No-Fault West Palm Beach Florida car accident Insurance and ERISA Plan Health Insurance Coverage Letter
[Date]
[Auto Insurance Company]
[ERISA-Governed Health Insurance Company]
Re: [Client/Insured Name]
Dear __________:
Please be advised that I represent __________ regarding injuries he/she suffered in a motor vehicle collision that occurred on __________. Please direct all future communications regarding this matter to my attention.
I understand that __________ has been providing medical coverage for Mr./Mrs. __________ under the terms of a subscriber certificate issued pursuant to an agreement with the __________ plan, which is administered under the protections of the Employee Retirement Income Security Act of 1974 (ERISA). It is also my understanding that the __________ plan and the __________ insurance company paying benefits at the direction of the plan and/or on behalf of plan participants may contain exclusions for coverage of injuries that may also be covered by Michigan no-fault automobile insurance under these circumstances.
I also understand that both the automobile insurance policy governed by the Michigan No-Fault Act and the health insurance coverage described above, may contain competing coordination of benefit clauses. [Enclose a copy of both insurance contracts, if available.]
It is my opinion that if an ERISA-governed health insurance plan and a Michigan no-fault insurance contract have competing coordination of benefit clauses, the Michigan no-fault automobile insurance policy is the primary insurer for all of the products, services, and accommodations reasonably necessary for (Mr./Mrs. has a West Palm Beach Florida car accident claim)__________’s care, recovery, and rehabilitation arising from the __________ motor vehicle collision. Please inform me immediately if either insurance entity identified above intends to take a contrary position.

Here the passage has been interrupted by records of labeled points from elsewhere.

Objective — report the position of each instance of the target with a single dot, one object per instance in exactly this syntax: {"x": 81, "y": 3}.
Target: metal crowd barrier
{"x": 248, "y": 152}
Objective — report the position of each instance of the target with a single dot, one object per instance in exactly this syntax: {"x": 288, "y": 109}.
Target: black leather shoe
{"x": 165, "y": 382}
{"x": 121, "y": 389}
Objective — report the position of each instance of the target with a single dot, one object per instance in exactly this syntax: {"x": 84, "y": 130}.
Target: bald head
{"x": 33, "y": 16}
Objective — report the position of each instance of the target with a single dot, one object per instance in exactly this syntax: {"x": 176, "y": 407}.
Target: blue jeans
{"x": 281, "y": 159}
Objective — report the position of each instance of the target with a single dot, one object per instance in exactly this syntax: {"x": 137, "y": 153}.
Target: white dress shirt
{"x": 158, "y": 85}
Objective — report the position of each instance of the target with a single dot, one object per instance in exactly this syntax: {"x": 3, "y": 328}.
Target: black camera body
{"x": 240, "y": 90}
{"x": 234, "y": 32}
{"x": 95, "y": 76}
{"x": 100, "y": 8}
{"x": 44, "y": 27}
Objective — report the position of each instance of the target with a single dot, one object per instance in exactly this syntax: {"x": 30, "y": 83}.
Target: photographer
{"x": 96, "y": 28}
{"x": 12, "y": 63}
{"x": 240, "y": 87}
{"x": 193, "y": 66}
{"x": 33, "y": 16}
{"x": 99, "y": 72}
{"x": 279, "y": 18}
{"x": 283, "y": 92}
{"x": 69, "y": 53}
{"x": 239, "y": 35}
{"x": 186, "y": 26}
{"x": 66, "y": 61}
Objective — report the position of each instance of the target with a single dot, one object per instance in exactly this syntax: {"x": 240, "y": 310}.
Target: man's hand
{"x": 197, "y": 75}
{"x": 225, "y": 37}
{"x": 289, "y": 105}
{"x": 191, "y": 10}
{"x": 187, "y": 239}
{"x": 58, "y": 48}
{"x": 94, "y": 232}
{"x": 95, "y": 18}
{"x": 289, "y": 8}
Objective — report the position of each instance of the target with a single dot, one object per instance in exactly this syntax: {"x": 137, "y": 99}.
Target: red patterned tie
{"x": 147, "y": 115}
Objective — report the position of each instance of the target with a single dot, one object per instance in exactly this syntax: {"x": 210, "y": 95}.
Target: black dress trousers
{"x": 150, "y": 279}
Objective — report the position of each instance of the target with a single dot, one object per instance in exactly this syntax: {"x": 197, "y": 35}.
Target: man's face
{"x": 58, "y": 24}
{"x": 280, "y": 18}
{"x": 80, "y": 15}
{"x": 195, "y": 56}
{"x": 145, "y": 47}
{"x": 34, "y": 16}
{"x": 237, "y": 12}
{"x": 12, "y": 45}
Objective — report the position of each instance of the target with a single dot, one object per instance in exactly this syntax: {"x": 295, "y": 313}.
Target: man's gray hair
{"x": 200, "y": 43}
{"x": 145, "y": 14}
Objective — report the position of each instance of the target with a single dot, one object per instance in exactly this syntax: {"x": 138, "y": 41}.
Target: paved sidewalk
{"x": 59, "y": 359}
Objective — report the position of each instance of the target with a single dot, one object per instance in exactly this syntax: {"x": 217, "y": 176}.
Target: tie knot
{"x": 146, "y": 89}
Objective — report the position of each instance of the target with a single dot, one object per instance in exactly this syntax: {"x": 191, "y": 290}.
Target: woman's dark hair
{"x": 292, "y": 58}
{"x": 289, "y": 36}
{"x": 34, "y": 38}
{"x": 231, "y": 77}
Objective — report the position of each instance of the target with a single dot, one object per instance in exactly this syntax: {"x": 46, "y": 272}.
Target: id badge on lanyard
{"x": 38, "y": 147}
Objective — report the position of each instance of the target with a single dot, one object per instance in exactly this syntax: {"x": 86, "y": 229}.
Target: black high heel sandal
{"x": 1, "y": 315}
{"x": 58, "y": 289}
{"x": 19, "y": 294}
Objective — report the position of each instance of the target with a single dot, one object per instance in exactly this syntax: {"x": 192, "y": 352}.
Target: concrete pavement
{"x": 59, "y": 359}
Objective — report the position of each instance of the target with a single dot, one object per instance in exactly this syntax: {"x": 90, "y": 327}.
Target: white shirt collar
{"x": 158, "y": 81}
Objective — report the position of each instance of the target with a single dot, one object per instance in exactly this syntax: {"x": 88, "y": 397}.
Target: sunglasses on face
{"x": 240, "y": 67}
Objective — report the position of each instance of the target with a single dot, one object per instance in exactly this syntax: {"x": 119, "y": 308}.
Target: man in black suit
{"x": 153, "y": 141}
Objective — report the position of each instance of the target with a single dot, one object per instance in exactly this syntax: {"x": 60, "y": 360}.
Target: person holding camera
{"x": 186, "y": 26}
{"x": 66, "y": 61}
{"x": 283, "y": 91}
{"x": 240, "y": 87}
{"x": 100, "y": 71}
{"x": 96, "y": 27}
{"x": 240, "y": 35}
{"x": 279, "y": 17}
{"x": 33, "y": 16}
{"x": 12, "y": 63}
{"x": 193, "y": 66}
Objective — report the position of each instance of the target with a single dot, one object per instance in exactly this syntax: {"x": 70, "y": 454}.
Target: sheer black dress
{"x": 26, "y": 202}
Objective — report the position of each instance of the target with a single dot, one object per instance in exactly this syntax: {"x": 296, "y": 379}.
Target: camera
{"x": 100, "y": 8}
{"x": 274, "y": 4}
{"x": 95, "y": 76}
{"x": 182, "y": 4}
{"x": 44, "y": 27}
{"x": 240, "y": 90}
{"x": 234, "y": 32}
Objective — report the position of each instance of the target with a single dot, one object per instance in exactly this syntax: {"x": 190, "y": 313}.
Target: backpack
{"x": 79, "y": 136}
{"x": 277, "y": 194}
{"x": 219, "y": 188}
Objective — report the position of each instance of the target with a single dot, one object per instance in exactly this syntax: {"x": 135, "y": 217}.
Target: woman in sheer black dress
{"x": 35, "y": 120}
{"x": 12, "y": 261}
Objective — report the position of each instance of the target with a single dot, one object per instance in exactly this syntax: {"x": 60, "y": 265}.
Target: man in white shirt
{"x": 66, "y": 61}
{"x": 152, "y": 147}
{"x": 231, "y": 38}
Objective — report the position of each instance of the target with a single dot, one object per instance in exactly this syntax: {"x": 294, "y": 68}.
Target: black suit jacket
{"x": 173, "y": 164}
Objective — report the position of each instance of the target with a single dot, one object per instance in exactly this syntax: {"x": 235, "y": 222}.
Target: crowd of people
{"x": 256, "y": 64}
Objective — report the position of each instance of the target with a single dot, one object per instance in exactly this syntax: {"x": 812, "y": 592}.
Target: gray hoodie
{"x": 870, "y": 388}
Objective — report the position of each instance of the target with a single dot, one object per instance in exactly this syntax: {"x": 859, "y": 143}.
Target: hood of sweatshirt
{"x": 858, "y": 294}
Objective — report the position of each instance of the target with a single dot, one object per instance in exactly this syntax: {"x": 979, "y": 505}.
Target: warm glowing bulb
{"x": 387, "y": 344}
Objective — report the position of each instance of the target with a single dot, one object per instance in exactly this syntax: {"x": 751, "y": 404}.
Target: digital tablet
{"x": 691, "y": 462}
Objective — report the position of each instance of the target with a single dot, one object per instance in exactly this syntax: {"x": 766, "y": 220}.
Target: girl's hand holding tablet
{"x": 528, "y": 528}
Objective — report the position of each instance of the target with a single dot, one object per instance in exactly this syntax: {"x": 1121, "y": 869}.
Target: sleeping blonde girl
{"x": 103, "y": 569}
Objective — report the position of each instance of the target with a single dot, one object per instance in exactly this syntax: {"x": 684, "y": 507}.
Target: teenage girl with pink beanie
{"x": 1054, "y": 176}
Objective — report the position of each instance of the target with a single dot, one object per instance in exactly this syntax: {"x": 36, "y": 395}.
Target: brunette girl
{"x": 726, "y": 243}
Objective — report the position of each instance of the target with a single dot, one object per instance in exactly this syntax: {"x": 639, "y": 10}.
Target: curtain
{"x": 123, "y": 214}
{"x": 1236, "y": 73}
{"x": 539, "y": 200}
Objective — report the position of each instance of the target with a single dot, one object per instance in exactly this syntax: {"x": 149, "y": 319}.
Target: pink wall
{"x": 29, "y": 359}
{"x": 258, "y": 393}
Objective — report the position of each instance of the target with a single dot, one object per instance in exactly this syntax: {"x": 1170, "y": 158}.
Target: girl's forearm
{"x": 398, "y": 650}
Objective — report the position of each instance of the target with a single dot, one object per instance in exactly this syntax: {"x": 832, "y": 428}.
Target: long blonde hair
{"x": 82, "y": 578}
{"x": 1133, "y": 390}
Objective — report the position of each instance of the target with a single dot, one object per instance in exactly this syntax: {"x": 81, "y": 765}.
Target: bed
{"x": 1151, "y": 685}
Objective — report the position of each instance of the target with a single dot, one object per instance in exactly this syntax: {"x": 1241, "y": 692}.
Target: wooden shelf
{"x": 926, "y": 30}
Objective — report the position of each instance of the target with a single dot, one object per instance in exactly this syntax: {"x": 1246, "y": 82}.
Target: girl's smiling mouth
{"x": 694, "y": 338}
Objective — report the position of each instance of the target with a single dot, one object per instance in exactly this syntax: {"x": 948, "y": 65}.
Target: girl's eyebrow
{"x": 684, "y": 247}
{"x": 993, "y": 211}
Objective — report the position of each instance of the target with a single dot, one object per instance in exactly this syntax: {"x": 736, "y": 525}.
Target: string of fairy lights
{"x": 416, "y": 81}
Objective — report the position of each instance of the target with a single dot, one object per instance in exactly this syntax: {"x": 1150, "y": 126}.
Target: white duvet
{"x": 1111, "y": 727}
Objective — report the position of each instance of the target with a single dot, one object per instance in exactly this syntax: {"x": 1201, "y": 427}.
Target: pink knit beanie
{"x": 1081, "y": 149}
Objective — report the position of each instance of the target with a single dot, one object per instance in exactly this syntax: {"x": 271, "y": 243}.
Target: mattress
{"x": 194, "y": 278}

ON BEHALF OF MY CLIENT, I HEREBY REQUEST A CERTIFIED COPY OF THE MICHIGAN NO-FAULT AUTOMOBILE INSURANCE POLICY ISSUED BY __________ IN EFFECT ON THE DATE OF THE INCIDENT DESCRIBED ABOVE.
I FURTHER HEREBY SPECIFICALLY REQUEST AND DIRECT THE ERISA-GOVERNED HEALTH CARE PLAN DESCRIBED ABOVE TO PROVIDE THE FOLLOWING DOCUMENTS IN ACCORDANCE WITH SECTION 104(b) OF ERISA AND 29 CFR 2560.503-1(h)(2)(iii), I REQUEST COPIES OF THE FOLLOWING DOCUMENTS:
1. A complete copy of the insurance contract/short term and long term disability plan pertinent to (Mr./Mrs. has a West Palm Beach Florida car accident claim)__________.
2. All Summary Plan Descriptions.
3. (Mr./Mrs. has a West Palm Beach Florida car accident claim)__________’s original application for eligibility and benefits.
4. Any and all documents in existence which confer a grant of discretionary authority from the Plan Sponsor to anyone else, Plan Fiduciary(ies) and the Plan Administrator(s), including but not limited to administrative service agreement(s).
5. All documents:
• Relied on in making the benefit determination, including without limitation, all reports, notes, records, test results, correspondence and curriculum vitae of any independent medical examiner/reviewer, functional capacity evaluator, transferrable skills expert, and/or vocational expert;
• Submitted, considered, or generated in the course of making the benefit determination, without regard to whether such document, record, or other information was relied upon in making the benefit determination.
Please contact me if you have any questions regarding this matter. I greatly appreciate your assistance and cooperation in resolving any issues pertaining to medical benefits and coverage resulting from the automobile accident described above.